Die Variante, bei einer Zweitbank ein Anlage- oder Festgeldkonto zu eröffnen und so das Vermögen zu verteilen, funktioniert schon länger nicht mehr. Banken eröffnen solche Konten nur für Kunden mit einem Girokonto. Bargeld in Schließfächer einzulagern, wird angesichts dramatisch sinkender Filialzahlen, steigender Jahresgebühren und teilweise notwendiger Terminvereinbarung, um an das eigene Schließfach zu gelangen, erschwert.

Skurrile Kundengespräche

Bankangestellte berichten zunehmend von Gesprächsterminen bei denen Neukunden ein Girokonto eröffnen wollen, aber auf den Konto-Umzugs-Service verzichten. Man wolle den Umzug selbst durchführen, heißt es dann. Übersetzt bedeutet das: Es geht gar nicht ums Girokonto. Diese Kunden suchen lediglich einen Ersatz für reine Anlagekonten. Die Kontoführungsspesen sind eben niedriger als 0,50 Prozent Sollzinsen.

Anlage- und Festgeldkonten im europäischen Ausland

Über Plattformen wie www.weltsparen.de können Sparer relativ einfach Konten bei verschiedenen europäischen Banken eröffnen. Die Konditionen sind auch hier nicht wirklich überragend, wirken aber im Vergleich zu minus 0,5 Prozent auf einlagenaffine Kunden attraktiv. Aber eine Geldanlage, die zumindest einen Inflationsausgleich bietet, ist auch das nicht. Außerdem können ausländische Quellensteuern in einigen Ländern anfallen. Um dies zu vermeiden, sind bei der Kontoeröffnung gegebenenfalls zusätzliche Formulare auszufüllen.

Gefahr durch unseriöse Anbieter

Das niedrige Zinsniveau erhöht leider auch die Bereitschaft, vermeintlich sichere Investments im Segment Edelmetalle oder als Festgeld getarnte Direktinvestments zu tätigen. Obwohl die Bundesanstalt für Finanzdienstleistungsaufsicht (Bafin) sich in letzter Zeit nicht mit Ruhm bekleckert hat und auch nicht für alles zuständig ist, ist zumindest ein Blick auf die Internetseite www.bafin.de hilfreich. Unter der Rubrik „Verbraucher“ finden sich unter anderem unter dem Reiter „Warnungen & Aktuelles“ relevante Hinweise auf unseriöse Anbieter. Zusätzlich sollten interessierte Anleger zuerst einen Blick auf das Impressum der jeweiligen Internetseite werfen, um festzustellen, welche Erlaubnisse nach der Gewerbeordnung oder dem Kreditwesengesetz überhaupt vorhanden sind. Fehlen entsprechende Angaben, ist tendenziell Vorsicht geboten.

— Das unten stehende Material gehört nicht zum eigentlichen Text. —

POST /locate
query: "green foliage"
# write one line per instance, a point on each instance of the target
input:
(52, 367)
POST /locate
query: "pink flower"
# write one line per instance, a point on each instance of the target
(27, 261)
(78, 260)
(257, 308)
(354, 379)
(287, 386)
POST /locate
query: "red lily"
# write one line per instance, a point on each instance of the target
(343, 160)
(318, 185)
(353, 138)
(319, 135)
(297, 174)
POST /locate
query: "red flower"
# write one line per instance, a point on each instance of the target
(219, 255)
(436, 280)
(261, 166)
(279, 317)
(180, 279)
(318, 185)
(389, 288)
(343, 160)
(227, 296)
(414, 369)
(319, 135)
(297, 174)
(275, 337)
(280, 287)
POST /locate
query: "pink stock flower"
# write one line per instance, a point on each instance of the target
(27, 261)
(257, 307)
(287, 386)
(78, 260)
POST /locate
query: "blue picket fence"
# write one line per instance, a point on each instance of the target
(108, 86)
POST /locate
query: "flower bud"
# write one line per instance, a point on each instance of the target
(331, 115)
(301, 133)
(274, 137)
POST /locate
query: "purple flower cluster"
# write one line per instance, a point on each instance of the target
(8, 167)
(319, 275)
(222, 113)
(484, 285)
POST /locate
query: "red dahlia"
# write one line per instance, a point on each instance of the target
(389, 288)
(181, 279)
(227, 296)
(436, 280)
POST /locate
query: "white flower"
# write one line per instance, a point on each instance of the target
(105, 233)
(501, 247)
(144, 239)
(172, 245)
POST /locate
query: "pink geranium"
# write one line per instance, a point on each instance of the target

Grundsätzliche Vermögensallokation überdenken

Das alles dient aber lediglich zur Vermeidung von Negativzinsen oder bringt nur minimale Erträge, die trotzdem zu einer negativen Realverzinsung führen. Privatanleger sollten von den genannten Ausweich- und Vermeidungsstrategien, die letztlich nur den Verwaltungs- und Beobachtungsaufwand sowie die Anzahl der Bankverbindungen erhöhen und keinen echten Mehrwert bieten, absehen und zu gut diversifizierten Depotstrukturen übergehen. Als Einstieg sollte ein Portfolio mit mindestens 25 Prozent internationalen Aktien oder Aktienfonds, vorzugsweise mit aktiven Anlagestrategien, gewählt werden. Diese Aktienquote ist zwar eigentlich noch zu niedrig, aber zumindest ein erster richtiger Schritt. Ergänzt wird das Portfolio durch aktive internationale Rentenfonds. Nachhaltige Strategien sollten berücksichtigt werden.

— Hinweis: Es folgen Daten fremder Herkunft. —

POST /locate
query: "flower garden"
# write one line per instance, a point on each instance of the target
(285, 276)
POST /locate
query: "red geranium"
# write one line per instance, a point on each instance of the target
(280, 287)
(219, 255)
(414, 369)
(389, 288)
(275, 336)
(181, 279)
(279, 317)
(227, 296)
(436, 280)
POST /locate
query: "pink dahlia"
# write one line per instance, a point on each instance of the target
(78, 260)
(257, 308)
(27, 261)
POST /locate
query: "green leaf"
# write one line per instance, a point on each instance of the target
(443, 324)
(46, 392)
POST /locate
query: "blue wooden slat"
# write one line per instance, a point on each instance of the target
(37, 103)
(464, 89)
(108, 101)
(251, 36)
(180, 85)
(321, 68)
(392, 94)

Um das Timing-Risiko zu reduzieren, kann der Depotaufbau auch oder zusätzlich über Fondssparpläne erfolgen. Bei Angestellten in stabilen Vertragsverhältnissen, Beamten oder Rentnern und Pensionären sollte Liquidität in einer Größenordnung von drei Gehalts- oder Renteneingängen ausreichend sein. Selbstständige oder Hauseigentümer benötigen etwas mehr Rücklagen. Hierfür sind dann wohl mittelfristig Nullrenditen oder Negativzinsen zu akzeptieren.

Gastautor Andreas Görler ist Senior-Wealth-Manager und zertifizierter Fachmann für nachhaltige Investments bei der Wellinvest- Pruschke & Kalm GmbH in Berlin.